二人は驚いた様子で、怪訝そうに俺を見たのだが、俺の表情を見て、言葉に詰まった様子。
「俺は……繰り返しの一度目ですら……心が張り裂けそうになったよ……」
「……えっ?」
「三年生を冬まで過ごして……仲良くなった相手に……付き合うようになった恋人にすら……冷たくあしらわれることが……また一から関係を構築していくことが、どんな気持ちになるか……君らに判るか?」
俺の言葉に、二人が息を呑む。
「それでも……俺はまだ……クラスの二割は初めから仲がいい状態からのスタートだったから……顔見知りという括りも含めれば、半分くらいはそうだ……それに、他のクラスにも仲がいいやつはいたから……それを心の支えに、なんとか耐えることが出来たんだ。だけど、あいつは……誰一人知らない状態から……毎回全ての人間関係を構築していかなければいけないんだよ……」
「そんな……」
俺が、始業式から繰り返していると言ったことと、神林さんが三年になって転校して来たことを思い出して繋がったのだろう。それがどういうことか理解して想像出来た様子で、彼女らが動揺しているのが判った。音葉は呆然としていて。楠見さんは口元に手を当てて、難しい顔をしていた。

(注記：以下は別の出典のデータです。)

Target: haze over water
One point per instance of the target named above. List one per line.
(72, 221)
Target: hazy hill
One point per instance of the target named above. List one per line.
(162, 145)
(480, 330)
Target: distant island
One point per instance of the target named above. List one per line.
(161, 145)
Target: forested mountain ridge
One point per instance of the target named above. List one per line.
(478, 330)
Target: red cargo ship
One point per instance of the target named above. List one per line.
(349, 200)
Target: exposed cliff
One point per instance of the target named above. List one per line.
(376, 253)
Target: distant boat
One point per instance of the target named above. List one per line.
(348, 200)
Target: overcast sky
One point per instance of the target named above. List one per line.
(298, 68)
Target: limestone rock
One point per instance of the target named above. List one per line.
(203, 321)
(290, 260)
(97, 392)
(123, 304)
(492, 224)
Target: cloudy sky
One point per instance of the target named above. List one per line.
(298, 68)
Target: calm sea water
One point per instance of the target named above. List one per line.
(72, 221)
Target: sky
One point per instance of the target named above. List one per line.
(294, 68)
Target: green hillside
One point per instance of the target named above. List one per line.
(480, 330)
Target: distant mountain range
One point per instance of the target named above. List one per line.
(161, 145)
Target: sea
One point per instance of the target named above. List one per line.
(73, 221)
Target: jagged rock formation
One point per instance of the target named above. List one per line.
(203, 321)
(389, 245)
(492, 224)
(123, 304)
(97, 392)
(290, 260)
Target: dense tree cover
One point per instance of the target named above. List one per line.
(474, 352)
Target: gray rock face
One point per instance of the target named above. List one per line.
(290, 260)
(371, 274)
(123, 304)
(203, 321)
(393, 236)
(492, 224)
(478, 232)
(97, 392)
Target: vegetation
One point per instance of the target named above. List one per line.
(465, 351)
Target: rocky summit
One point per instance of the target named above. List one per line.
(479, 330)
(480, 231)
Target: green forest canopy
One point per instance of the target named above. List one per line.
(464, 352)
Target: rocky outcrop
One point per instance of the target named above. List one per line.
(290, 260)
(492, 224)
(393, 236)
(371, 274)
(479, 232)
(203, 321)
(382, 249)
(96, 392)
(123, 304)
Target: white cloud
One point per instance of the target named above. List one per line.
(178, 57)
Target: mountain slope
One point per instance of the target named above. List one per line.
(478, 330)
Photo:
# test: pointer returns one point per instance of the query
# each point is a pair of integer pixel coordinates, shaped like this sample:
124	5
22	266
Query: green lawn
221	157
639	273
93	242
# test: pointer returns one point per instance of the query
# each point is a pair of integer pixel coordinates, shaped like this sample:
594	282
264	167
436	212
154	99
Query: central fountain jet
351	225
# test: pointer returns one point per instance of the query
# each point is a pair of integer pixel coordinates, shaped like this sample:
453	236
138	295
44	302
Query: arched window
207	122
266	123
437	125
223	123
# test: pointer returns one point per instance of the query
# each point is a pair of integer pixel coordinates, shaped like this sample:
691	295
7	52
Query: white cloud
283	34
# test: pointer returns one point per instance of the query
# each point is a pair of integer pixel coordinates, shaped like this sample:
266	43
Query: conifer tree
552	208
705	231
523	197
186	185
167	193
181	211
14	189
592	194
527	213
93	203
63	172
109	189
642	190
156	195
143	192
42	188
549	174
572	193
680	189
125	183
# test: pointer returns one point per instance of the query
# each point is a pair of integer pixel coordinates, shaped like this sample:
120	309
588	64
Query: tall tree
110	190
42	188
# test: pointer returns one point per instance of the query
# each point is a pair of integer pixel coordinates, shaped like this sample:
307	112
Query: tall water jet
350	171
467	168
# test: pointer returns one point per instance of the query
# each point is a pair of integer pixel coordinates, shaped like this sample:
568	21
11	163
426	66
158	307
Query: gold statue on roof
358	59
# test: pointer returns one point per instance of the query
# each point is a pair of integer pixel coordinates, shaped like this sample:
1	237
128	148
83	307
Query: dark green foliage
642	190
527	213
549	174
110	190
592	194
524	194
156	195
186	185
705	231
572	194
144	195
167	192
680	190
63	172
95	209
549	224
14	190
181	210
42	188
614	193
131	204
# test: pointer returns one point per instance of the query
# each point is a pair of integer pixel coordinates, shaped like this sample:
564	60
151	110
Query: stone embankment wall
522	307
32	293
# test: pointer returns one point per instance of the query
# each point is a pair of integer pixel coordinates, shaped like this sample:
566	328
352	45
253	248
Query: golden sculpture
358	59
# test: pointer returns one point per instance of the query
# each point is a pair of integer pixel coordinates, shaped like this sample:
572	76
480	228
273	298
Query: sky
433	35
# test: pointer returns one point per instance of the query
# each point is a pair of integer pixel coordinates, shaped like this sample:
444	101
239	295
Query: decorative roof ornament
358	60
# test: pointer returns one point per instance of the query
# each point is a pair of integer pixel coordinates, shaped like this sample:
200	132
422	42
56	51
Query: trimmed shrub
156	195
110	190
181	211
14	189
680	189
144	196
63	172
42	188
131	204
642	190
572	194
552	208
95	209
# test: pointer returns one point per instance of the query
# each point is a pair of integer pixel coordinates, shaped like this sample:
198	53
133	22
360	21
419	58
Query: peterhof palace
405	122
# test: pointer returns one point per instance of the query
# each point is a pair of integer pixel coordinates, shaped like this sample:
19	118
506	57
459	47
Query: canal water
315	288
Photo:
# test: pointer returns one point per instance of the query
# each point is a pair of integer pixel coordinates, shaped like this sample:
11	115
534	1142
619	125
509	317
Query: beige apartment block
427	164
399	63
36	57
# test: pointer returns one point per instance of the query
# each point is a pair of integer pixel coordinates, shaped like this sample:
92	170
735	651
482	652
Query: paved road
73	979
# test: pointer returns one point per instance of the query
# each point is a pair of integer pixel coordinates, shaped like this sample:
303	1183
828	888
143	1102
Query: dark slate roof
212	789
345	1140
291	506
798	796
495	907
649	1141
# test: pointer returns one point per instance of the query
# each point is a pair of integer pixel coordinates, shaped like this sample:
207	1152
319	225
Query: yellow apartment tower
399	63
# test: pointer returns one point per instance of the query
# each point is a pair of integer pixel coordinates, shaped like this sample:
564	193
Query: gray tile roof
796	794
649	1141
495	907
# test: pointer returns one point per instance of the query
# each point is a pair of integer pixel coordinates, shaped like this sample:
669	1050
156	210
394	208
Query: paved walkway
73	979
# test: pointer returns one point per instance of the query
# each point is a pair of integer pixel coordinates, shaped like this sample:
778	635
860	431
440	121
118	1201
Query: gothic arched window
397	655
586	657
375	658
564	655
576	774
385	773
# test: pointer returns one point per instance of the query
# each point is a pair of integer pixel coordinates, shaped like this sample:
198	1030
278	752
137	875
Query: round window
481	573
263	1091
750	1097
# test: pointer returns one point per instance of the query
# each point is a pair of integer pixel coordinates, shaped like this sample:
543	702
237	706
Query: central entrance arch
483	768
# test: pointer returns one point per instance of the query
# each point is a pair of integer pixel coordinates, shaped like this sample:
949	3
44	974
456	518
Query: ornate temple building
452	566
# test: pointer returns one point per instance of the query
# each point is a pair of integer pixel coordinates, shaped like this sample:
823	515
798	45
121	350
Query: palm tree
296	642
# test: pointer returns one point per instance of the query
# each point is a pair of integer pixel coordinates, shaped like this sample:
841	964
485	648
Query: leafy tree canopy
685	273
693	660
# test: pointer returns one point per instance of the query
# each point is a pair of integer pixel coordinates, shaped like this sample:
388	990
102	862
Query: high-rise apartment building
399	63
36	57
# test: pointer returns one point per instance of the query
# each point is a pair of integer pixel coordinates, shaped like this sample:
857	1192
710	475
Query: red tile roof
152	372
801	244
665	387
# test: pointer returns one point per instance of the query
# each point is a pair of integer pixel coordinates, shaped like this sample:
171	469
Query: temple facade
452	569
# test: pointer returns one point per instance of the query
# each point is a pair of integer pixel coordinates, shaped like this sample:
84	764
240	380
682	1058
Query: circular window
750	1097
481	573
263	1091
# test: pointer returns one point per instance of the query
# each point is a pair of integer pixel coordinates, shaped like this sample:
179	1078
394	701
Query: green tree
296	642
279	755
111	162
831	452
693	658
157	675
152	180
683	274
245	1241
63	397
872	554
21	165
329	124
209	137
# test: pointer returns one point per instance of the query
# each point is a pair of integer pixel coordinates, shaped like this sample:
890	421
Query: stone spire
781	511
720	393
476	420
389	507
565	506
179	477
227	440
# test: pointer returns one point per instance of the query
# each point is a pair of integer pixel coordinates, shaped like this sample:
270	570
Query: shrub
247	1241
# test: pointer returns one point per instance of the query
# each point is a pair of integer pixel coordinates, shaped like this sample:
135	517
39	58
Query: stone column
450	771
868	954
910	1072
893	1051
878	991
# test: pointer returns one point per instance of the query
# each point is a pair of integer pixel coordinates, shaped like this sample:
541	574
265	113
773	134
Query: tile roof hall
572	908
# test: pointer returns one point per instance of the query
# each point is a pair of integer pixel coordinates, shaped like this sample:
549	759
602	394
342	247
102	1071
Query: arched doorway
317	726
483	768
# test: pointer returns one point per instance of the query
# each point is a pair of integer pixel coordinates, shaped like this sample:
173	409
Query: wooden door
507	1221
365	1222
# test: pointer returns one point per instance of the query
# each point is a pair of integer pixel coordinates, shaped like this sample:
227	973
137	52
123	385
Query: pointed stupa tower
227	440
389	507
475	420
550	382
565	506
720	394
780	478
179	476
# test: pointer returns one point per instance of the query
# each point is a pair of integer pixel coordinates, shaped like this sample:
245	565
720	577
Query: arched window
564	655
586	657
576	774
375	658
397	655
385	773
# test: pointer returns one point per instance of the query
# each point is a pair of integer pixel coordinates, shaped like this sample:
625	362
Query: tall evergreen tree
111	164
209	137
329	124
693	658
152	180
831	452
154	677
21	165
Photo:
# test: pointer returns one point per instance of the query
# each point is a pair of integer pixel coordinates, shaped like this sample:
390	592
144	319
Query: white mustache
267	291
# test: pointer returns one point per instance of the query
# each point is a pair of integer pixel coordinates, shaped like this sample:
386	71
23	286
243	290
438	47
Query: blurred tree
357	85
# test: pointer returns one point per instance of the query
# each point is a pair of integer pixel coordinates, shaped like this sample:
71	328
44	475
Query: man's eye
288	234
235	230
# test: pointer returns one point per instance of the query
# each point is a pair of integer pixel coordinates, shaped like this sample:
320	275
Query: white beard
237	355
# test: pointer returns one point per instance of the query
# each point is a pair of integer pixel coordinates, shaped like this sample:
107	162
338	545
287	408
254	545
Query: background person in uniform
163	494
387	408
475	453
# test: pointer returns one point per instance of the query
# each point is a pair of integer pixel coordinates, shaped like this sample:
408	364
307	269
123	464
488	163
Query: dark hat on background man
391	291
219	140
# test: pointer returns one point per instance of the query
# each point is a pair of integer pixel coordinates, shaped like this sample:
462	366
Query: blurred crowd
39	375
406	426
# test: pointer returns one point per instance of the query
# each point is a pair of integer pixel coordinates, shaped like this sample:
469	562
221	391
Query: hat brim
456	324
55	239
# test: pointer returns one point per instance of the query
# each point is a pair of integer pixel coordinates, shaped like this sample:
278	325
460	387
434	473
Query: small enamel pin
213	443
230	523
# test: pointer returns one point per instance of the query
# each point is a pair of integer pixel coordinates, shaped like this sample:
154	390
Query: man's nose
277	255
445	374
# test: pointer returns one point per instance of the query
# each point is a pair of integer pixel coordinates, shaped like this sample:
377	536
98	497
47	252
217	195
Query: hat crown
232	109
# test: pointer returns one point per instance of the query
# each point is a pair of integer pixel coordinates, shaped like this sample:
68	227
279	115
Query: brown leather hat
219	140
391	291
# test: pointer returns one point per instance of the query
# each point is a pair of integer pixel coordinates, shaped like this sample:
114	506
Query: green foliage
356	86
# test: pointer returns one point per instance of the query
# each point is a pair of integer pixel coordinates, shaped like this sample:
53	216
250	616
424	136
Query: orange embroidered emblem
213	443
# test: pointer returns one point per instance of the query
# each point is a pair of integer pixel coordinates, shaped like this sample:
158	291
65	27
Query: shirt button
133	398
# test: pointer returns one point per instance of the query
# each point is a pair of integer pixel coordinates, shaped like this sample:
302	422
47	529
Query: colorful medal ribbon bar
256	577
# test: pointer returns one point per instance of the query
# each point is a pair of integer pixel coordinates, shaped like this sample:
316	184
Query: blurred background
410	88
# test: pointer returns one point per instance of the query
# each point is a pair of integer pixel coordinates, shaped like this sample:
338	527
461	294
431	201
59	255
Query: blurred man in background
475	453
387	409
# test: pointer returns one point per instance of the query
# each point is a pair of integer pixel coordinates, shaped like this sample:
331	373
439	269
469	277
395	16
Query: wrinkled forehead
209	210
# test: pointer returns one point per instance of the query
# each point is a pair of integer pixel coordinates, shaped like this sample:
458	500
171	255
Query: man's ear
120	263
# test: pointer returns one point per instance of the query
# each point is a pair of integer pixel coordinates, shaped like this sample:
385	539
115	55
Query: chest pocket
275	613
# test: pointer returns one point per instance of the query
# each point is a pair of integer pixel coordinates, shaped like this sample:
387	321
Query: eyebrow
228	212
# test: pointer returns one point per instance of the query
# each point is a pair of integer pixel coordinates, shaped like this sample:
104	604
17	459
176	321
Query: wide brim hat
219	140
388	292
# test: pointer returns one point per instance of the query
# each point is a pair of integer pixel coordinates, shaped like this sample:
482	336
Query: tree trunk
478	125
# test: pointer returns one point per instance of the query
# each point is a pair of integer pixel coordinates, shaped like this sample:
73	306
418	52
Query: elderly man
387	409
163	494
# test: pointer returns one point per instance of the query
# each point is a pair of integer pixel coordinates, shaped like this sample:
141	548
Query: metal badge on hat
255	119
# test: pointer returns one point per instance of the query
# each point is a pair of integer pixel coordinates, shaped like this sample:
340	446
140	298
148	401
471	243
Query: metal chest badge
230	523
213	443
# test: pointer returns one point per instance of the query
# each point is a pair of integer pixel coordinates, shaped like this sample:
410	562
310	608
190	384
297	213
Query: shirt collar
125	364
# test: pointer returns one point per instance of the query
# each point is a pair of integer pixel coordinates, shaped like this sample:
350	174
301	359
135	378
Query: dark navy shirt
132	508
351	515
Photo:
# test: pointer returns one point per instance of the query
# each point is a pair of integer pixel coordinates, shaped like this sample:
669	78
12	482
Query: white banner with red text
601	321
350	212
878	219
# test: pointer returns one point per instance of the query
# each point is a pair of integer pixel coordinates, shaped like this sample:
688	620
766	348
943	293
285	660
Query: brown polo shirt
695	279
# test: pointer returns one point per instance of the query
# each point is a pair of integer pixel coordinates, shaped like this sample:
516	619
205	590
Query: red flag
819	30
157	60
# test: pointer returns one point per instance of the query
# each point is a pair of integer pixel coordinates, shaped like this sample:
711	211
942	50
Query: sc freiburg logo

「俺にはそれが……理解できたから……彼女がどういう行動を取ろうとも……それを批難する気にはなれない。そして、何かをするということは……その場で終わる事象じゃ無いんだよ。俺は、何も考えずに……ただ君たちを助けたけれど……そのことで、他にどういう影響が出るのか、俺にも判らないんだ。俺らに危害を加えてくる赤の他人なんて、何人死んでも構わないけど……俺や神林さんが何かをすることで……近しい誰かを傷つけることになるかも知れないんだよ。だけど俺は……何もしないことで……三城谷や楠見さんが死んでしまうことには耐えられなかった……」
俺はみっともなくポロポロと涙を零してしまった。
二人は心配そうに俺を見つめていたが、それでも俺が泣き止むまでそのまま待っていてくれた。
そして。
楠見さんは、前回俺を慰めてくれたときの様な、優しい表情で俺を見つめた。